With all due respect to Yogi Berra, I write this as a follow up to an earlier blog on updating beneficiary designations after you are divorced. I encourage you to read that blog as well; the title is "Looking for Something to do Today?"
My family law colleagues at Weber Gallagher and I have become involved in a legal services website called Avvo. One of Avvo's features is a question and answer page where people searching for a lawyer can post a question, and then a lawyer, like me, can post an answer. The questions run the gamut of all areas of the law. Family law is particularly well represented with questions.
A large number of the questions fall into some twist on the following fact pattern: The parties have been divorced, one party is obligated to do something under the marital settlement agreement or equitable distribution order, doesn't do what he or she is supposed to do, and an amount of time goes by and the other side ends up getting screwed. Examples include one side refinancing the mortgage on the former marital residence, signing a deed, transferring stock, signing a Qualified Domestic Relations Order (QDRO), maintaining life insurance, putting money aside for the kids' college; the list goes on.
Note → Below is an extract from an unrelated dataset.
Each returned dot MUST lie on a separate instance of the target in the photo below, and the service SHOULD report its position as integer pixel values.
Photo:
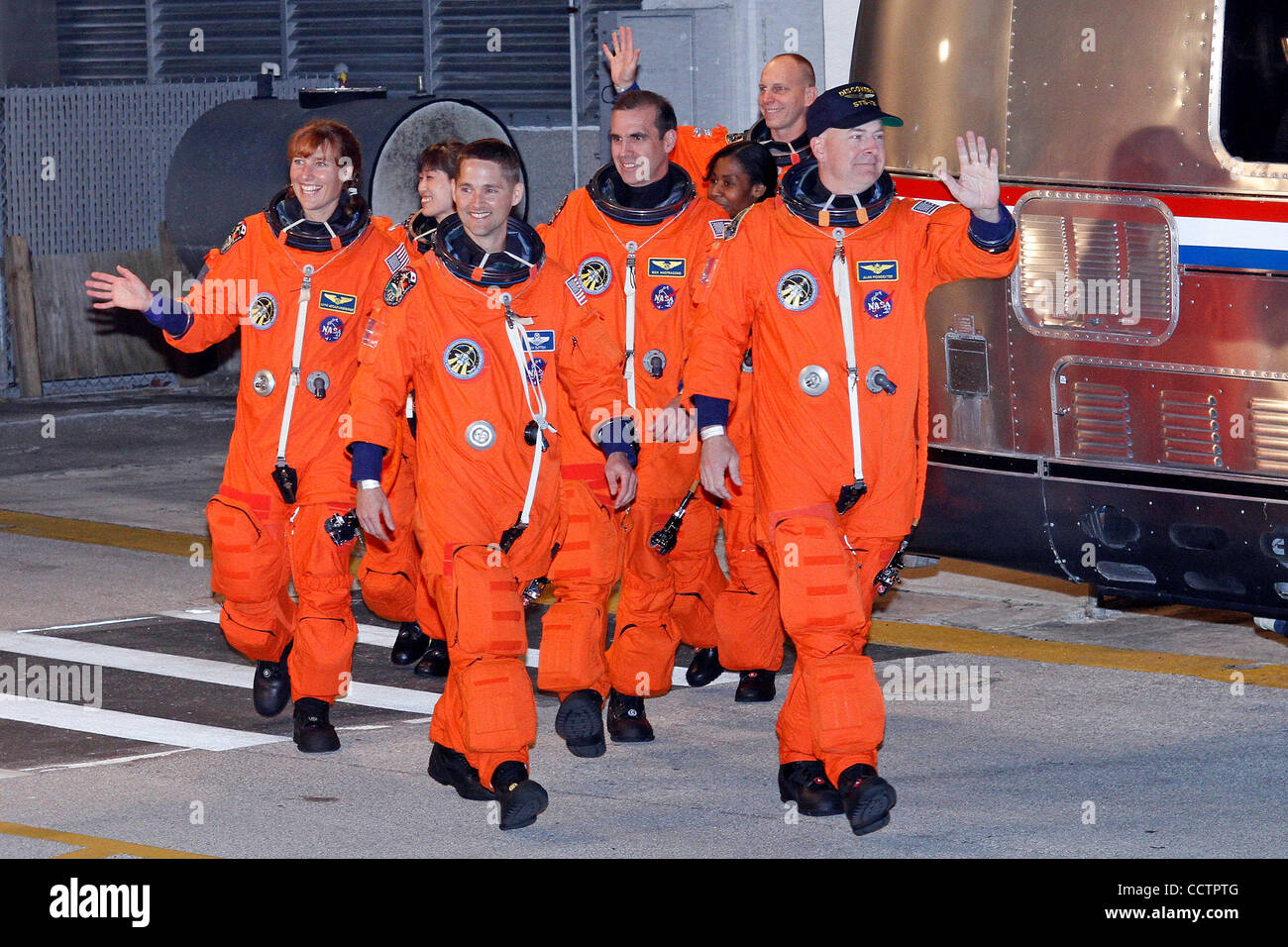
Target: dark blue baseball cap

My point here is that everyone, the parties as well as the lawyers, lets out a big sigh of relief when a divorce decree is entered, but as the title of this post says, "It Ain't Over 'til It's Over." It's not over when the divorce decree is issued; it's over when everything in the marital settlement agreement has been completed, and both sides are fully satisfied there's nothing left to do.
Clients, and divorce lawyers for that matter, tend to lose interest in the case after the decree is issued, but after the decree is when the parties start to see the benefit of the months of work getting all of those provisions into the agreement or equitable distribution order. Ultimately, the client has to be diligent and ask the other side for proof of life insurance or proof of refinancing the mortgage or having money deposited into the kids' 529 accounts, or whatever other obligation the other side is supposed to do.
If something has not been done or if you have been asking the other side for proof that something has been done and it has been ignored, it is time to call your lawyer and get the lawyer involved by either leaning on the other side or by filing a Petition to Enforce the Agreement.
Because if something was supposed to happen and didn't, you, the client, are the one with the mortgage in your name you didn't think was there, no life insurance to cover for lost child support or alimony and no money to pay for college.